Beyond that, the stories are all slightly different, but smoothing them into a single thread: the person got really into some piece of fiction, and found that one of the characters they were modeling really carefully was now “active” in some sense where could give them advice. For example, the person might be kind of a pushover, and then one time after they watched Star Wars ten times in a row, someone bossed them around particularly badly, and they imagined Darth Vader telling them to give into their anger and fight back (this is a fake example, there isn’t someone with a Darth Vader personality running around). Then this became a sufficiently regular occurrence that they could query their “Darth Vader” module and get good advice on social situations that their normal personality wouldn’t give them. Or maybe they would have a Darth Vader monologue running at the same time as their regular monologue, giving different advice. Eventually their inner Darth Vader absorbed various aspects repressed from their regular personality and became a different person from movie-Vader, more fleshed-out and focused on their particular concerns. They emphasize that it really feels like Vader is in their head giving them advice, or that they sometimes “become” Vader - and in particular they emphasize that this is different from just asking themselves “what would Darth Vader do in this situation?”. They understand that most people learning about their situation would expect that they’re exaggerating a much more boring “just ask yourself what Vader would do” situation, and they’re fine with people believing that if they want, but insist that it’s actually something different and more interesting than that.
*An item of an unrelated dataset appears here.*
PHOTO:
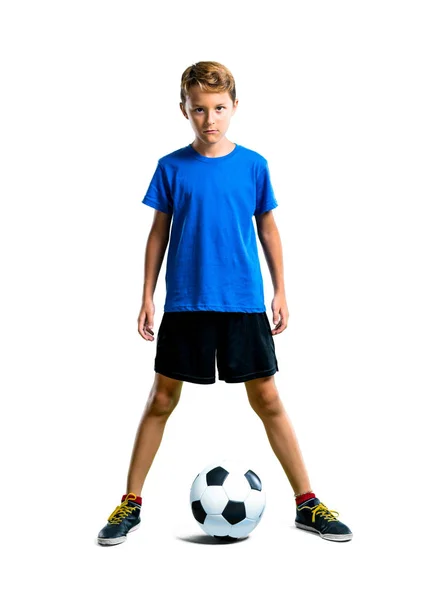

(I want to repeat that Darth Vader is a fake example - but it does tend to be characters who are very different from their usual personality, and 2/3 of them say the most striking example of this was with an evil character)

In most of the cases I know about, there was some deliberate attempt to cultivate the alternate personality, in the context of other people in the community telling them this might happen and was interesting. A skeptic could seize on this “Aha! I knew it was just people trying to be quirky!” But in the stories these people told me, it was more about - they found that this effort was producing something unexpected, and developing new personality aspects that they needed, so they kept going. If you take one step towards Darth Vader, he will take two steps toward you (sorry if I am sounding like a Sith youth pastor).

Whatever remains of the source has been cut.